1942 wird Ludwig (Lale) Eisenberg nach Auschwitz deportiert, wo er kurz darauf durch Zufall zum „Tätowierer von Auschwitz“ wird. Diese Stelle machte ihn zum einen zum Handlanger der SS, verschafft ihm aber Privilegien mit denen er sich und andere am Leben halten kann. Als Tätowierer fällt ihm die Aufgabe zu, den Gefangenen die fünfstelligen Zahlen auf die Unterarme zu tätowieren, die zum Symbol für unbeschreibliche Gräuel werden sollten. Im Juli 1942 sticht er eine weitere Nummer – 34902 – in den dünnen Unterarm eines Mädchens, der Beginn einer großen Liebe. Gita ist eine Gefangene im Frauenlager Birkenau.

Meine Bewertung

Man sollte sich beim Lesen bewusst darüber sein, dass man einen auf Tatsachen beruhenden Roman liest.

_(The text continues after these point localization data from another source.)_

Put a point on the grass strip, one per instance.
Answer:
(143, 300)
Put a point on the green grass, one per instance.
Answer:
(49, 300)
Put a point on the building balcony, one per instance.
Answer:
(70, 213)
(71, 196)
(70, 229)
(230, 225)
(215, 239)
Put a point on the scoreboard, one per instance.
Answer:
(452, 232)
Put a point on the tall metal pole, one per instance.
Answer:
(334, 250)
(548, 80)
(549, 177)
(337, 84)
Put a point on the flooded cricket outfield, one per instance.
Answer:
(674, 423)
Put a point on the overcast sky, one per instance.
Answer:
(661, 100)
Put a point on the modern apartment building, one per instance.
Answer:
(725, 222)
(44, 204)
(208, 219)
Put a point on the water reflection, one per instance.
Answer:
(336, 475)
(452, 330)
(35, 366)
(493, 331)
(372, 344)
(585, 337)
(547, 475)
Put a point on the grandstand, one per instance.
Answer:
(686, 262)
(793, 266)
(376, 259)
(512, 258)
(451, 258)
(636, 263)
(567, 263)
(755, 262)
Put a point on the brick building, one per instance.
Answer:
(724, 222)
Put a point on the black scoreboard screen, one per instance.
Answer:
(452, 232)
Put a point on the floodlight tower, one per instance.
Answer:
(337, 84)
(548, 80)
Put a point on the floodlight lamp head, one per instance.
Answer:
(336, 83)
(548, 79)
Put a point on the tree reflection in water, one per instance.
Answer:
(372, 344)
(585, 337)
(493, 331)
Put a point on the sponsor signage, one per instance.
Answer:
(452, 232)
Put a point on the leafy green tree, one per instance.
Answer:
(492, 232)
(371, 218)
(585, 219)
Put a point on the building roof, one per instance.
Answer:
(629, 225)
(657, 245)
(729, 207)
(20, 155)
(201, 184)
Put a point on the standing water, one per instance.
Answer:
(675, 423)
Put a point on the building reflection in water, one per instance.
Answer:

Das beinhaltet auch, dass der Geschichte und Dramaturgie etwas Freiraum gegeben wird. Wer das Buch vor diesem Hintergrund liest, wird von dem Buch fasziniert sein. Auch wenn das Grauen dieses Ortes nicht immer in jedem Detail beschrieben wird, regt es vielleicht auch gerade deswegen umso mehr zur Reflektion an. Ich frage mich bei diesem Thema immer wieder: Auf welcher Seite hätte ich gestanden? Aus heutiger Sicht ist das eine leicht zu beantwortende Frage. Beschäftigt man sich allerdings etwas mehr mit der Wirkung von Massenphänomenen und Indoktrinierung, geht die Frage mit einem beunruhigenden Gefühl einher. Das Buch hat mir aber auch ganz viele andere Denkanstöße gegeben. Was macht Liebe aus, was wahre Freundschaft? Wie gehe ich mit Lebensmitteln um und wie selbstverständlich ist der Luxus, warme Kleidung und ein warmes zu Hause zu haben? Über welche Dinge ärgere ich mich im Alltag und wie wichtig sind diese Dinge wirklich?

Empfehlung

So wie bei anderen Themen auch, sollte man sich dem Holocaust auf unterschiedlichen Wegen und aus verschiedenen Perspektiven nähern. Die Information zur Anzahl der pro Tag gegossenen Goldbarren aus Zahngold bei einem Besuch der Gedenkstätte Auschwitz oder das Buch „But I survived“ von Tadeusz Sobolewicz geben z.B. solche andere Perspektiven und Einblicke. Egal, wieviel man sich mit dem Thema beschäftigt, das Grauen wird man niemals wirklich erfassen können.

Fazit

Ich würde das Buch jedem wärmstens ans Herz legen. Gerade auch die englische Version des Hörbuchs ist wirklich lohnenswert. Angesichts des 75. Jahrestages der Befreiung von Auschwitz-Birkenau (am 27.01.2020) und der gesellschaftlichen Entwicklungen leistet das Buch einen tollen Beitrag, sich auch auf „einfachere“ Art diesem Thema zu nähern.